While the clinical consequence of subclinical cardiotoxicity remains uncertain, interrupting cancer therapy might have deleterious effects with regard to cancer outcome. Two studies aimed to determine whether trastuzumab may be continued despite a subclinical LVEF decline. One small but interesting prospective study suggested that, in patients administered ACE inhibitors and beta-blockers, trastuzumab may be continued safely despite mild cardiotoxicity [24]. However, two patients (10%) developed heart failure with an LVEF < 40%, but completely recovered after discontinuation of trastuzumab. Further randomised controlled trials are required to confirm this outcome in low-risk patients.

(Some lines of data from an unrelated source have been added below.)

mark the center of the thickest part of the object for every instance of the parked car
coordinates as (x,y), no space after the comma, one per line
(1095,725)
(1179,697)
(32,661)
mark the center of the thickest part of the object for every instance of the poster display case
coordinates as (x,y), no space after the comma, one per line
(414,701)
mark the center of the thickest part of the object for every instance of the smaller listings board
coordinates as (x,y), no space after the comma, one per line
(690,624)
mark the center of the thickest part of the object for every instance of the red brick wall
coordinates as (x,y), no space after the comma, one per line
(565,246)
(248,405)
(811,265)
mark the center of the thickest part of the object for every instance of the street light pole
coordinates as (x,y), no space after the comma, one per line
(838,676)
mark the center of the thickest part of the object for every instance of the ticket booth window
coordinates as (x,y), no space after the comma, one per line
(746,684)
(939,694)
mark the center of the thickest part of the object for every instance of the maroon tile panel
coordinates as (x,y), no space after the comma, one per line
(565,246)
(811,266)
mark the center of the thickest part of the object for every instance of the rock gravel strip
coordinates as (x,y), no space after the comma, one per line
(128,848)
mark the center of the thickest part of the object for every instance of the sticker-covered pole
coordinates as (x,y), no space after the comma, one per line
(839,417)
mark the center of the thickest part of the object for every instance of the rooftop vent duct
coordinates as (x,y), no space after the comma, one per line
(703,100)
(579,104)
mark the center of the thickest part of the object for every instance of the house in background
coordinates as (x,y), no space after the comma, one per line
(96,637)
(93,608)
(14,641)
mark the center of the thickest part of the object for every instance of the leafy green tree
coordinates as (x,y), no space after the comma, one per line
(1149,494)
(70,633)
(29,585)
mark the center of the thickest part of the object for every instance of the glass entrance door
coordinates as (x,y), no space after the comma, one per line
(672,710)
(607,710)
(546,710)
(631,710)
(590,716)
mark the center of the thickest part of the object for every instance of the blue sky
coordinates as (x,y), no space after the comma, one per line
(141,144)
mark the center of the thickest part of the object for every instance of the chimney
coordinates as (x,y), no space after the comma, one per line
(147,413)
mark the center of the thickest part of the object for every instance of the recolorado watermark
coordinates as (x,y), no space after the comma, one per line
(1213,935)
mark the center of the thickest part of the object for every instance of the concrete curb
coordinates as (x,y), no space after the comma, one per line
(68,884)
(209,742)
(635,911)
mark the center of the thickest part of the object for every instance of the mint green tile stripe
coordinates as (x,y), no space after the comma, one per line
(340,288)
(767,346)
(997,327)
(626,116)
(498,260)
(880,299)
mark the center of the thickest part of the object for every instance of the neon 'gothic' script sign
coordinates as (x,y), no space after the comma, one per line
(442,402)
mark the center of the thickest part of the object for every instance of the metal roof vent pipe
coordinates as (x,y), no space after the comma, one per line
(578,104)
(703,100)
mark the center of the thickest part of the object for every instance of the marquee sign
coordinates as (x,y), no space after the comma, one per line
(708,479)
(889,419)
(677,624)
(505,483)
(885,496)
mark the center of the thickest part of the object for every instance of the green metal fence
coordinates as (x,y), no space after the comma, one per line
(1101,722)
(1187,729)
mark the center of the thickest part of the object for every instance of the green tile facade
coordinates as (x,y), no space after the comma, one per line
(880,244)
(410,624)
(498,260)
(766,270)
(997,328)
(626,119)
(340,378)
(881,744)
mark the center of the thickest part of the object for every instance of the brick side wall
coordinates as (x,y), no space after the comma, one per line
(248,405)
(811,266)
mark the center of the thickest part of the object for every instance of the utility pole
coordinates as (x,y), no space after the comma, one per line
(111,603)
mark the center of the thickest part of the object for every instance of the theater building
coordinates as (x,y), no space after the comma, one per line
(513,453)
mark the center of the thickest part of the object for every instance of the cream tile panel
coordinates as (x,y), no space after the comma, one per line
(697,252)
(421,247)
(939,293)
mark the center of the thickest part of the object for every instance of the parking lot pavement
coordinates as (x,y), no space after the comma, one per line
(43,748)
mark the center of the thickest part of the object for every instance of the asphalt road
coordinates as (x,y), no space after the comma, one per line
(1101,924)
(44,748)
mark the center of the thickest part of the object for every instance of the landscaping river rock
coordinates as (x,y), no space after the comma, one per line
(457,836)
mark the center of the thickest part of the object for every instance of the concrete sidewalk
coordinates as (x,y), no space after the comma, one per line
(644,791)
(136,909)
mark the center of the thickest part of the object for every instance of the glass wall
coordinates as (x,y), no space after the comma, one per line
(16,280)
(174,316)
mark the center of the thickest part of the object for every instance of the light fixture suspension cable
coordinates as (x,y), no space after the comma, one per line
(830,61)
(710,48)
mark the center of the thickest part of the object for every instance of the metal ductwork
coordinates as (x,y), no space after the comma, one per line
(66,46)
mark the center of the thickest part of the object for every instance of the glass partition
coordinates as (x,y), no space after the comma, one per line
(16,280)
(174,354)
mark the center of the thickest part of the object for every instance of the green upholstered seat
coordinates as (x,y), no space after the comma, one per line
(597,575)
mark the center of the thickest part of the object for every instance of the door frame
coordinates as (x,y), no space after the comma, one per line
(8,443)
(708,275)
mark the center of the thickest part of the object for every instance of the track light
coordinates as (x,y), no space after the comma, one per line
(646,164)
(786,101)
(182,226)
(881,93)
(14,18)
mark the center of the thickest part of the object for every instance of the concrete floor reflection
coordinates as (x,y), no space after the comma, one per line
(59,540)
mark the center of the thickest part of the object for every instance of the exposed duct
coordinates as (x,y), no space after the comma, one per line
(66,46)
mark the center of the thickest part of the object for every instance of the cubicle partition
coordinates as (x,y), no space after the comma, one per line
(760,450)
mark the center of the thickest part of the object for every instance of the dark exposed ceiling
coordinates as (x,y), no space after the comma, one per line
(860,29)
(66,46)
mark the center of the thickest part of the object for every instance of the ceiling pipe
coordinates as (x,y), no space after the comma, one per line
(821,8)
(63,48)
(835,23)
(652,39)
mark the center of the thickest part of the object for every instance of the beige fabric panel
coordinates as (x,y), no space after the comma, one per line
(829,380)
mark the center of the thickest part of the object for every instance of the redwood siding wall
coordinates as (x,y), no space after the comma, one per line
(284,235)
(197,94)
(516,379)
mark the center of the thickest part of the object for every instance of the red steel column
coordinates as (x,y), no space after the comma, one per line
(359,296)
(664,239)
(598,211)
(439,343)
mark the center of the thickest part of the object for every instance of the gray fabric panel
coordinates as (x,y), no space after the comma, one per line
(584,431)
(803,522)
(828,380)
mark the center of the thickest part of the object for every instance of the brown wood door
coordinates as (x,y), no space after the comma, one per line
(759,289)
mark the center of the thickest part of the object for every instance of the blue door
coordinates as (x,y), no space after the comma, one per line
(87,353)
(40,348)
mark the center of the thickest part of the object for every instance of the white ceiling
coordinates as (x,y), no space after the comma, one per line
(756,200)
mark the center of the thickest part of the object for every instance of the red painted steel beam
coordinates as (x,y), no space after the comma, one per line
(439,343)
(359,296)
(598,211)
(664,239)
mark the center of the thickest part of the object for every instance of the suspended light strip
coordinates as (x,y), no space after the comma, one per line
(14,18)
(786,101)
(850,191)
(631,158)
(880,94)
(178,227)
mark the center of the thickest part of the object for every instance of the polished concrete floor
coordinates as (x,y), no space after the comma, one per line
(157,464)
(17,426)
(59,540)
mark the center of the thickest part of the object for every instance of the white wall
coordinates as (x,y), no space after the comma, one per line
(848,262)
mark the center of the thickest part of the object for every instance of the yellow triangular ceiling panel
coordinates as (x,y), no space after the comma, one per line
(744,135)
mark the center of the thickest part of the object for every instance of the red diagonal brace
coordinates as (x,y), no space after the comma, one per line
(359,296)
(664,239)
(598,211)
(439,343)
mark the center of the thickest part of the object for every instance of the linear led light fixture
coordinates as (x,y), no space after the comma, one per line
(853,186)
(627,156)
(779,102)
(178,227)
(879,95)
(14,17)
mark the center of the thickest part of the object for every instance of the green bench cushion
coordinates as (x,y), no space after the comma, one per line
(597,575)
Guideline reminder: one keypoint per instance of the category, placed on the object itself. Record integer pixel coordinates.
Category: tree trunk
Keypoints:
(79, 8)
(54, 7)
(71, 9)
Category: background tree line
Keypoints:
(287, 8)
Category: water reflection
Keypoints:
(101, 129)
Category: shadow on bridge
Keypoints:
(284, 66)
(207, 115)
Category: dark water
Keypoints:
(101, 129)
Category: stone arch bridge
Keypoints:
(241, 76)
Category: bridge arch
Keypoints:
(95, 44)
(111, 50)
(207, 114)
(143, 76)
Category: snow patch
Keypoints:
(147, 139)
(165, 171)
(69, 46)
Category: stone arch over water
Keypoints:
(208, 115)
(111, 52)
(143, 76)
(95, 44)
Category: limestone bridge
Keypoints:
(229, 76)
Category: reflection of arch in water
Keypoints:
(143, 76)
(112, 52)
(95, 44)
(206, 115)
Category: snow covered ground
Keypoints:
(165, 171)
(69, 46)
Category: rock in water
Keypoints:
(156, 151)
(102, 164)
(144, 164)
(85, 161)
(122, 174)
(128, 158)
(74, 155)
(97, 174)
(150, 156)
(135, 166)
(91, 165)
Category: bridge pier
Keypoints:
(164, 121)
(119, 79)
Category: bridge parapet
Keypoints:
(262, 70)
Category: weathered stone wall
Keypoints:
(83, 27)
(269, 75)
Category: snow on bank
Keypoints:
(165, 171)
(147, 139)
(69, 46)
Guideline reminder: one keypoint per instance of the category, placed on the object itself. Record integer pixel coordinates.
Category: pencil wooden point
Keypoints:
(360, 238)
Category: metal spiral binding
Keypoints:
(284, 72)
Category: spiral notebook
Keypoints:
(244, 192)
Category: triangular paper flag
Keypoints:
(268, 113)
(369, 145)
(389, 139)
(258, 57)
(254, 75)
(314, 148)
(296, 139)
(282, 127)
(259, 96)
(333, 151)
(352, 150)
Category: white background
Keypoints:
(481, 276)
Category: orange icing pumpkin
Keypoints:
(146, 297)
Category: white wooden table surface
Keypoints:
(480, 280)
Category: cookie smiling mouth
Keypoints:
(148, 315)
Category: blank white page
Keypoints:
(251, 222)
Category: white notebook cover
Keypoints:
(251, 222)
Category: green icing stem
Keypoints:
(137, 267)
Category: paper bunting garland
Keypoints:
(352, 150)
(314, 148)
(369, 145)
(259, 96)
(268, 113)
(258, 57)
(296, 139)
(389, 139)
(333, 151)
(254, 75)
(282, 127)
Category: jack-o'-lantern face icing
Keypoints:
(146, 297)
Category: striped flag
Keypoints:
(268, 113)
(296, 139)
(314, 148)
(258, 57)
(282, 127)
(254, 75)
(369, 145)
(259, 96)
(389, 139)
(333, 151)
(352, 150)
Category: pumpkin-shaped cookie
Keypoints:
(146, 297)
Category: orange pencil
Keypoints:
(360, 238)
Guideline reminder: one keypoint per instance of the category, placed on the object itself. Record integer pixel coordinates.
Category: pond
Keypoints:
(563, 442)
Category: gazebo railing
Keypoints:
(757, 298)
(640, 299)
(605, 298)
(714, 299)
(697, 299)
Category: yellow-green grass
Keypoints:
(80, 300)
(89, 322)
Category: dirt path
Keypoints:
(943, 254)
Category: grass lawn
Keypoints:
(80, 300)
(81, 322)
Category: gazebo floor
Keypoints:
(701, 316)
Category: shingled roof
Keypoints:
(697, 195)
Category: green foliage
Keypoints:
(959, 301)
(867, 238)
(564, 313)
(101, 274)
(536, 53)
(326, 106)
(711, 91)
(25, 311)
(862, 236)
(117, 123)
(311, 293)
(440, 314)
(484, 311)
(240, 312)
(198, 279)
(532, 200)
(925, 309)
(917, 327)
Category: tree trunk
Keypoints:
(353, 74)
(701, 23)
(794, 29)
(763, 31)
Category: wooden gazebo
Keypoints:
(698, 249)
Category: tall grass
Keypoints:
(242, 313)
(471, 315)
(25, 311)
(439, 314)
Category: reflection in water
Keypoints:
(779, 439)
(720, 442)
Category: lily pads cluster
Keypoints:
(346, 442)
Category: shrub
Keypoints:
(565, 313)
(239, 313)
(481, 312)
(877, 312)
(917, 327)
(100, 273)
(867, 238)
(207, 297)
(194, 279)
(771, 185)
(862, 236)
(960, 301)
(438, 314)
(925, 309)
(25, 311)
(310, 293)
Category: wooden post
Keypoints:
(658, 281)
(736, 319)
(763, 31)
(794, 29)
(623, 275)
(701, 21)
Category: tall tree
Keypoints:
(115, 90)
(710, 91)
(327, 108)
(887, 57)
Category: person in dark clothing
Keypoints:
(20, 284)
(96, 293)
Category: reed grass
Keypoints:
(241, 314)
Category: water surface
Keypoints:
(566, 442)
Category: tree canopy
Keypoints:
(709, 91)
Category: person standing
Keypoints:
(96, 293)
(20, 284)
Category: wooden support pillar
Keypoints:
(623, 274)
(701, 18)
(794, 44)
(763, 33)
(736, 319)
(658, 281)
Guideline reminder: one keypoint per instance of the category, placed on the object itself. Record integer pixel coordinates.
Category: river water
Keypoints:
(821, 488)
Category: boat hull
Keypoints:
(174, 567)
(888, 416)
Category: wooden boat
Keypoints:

The SAFE-HEaRt trial studied LVEF during trastuzumab treatment in patients with an LVEF of 40%–49% prior to trastuzumab initiation [25]. They were treated with beta-blockers and/or ACE inhibitors. In 27 patients, trastuzumab treatment could be completed. However, trastuzumab was discontinued in 3 patients because of heart failure or an LVEF of < 35%. Two of them died due to disease progression. It is unknown whether the cardiac outcome outweighs the cancer outcome with respect to trastuzumab discontinuation.

Myocardial strain imaging using GLS is able to identify subclinical LV dysfunction earlier than 3D LVEF measurement in women undergoing treatment with anthracyclines followed by trastuzumab for breast cancer. After pausing trastuzumab and starting cardioprotective therapy, this LV dysfunction is potentially reversible. It remains to be established whether the use of GLS to guide early cardioprotective therapy results in improved clinical outcomes and which patients are at highest risk of developing cardiotoxicity.